Using a $249,629 grant from the U.S. Department of Justice, officials with the Hart Union High School District are working with the local sheriff's station and a consultant to determine the best system for the district's 14 high schools and junior highs.
"We met with local sheriff's representatives and talked about whether we are doing everything we can to keep our schools safe," said Ron Gapper, the district's chief operations officer. "The answer was we could do more."
Hart officials also sought input from Granada Hills Charter High School, which has had security cameras surveying the campuses for about 10 years, said Joan Lewis, director of attendance and discipline.
"They're another tool for us," Lewis said. "It's a proactive way -- we have signs around campus warning that we have video."
That system, she said, has over the years helped identify vandals.
"Some people think it's `Big Brother,' but a lot of people like the feeling of knowing they're in a safe area," she said.
The district secured the grant earlier this year, and the Hart board approved the necessary matching funds last week. They hope to have cameras in place by the next school year.
The focus now is on a security infrastructure that can be updated as technology improves and one that can be expanded with more cameras as needed, Gapper said.
Cameras at the schools' entrances are a priority to monitor who's coming and going -- and more would be added in remote areas of the campuses.
While crime hasn't been a significant problem at local schools, the district has had its share of vandalism and wants to act to quell any future problems, Gapper said.
"Nobody wants to come to school Monday morning and see broken windows and see graffiti," he said. "It doesn't happen very often, but we don't want it to happen at all."
Sheriff's Sgt.
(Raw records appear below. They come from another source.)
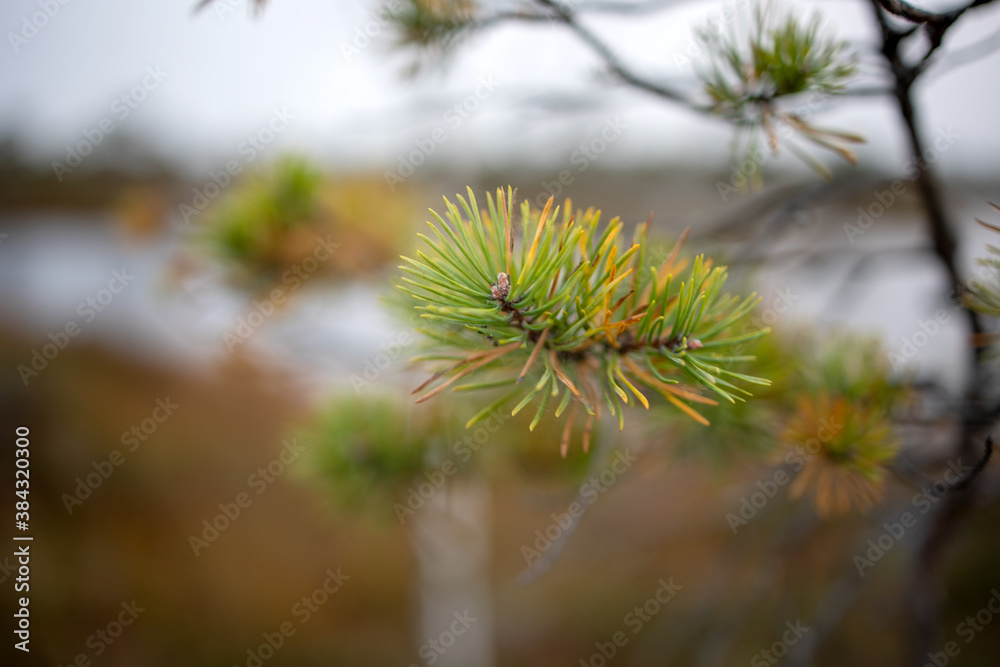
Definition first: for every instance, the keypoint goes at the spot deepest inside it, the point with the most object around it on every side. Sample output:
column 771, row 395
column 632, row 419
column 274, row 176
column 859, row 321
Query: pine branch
column 569, row 317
Dean Currie is helping the district plan its strategy. The Sheriff's Department would be able to access video from the cameras -- data that could be used to help track suspects should the equipment record vandalism or assault.
"One of the biggest parts is that it's a deterrent," Currie said. "People are less likely to commit a crime if they know it might be caught on camera."
At the same time, sheriff's officials could check video footage to track potential assailants during a standoff or shooting incident or check for toppled buildings in an earthquake, Currie said.
"Columbine obviously has the potential to happen anywhere," he said of the 1999 school shooting in Colorado that left 15 dead and 23 injured.
"This would help law enforcement in a tactical response to end the problem."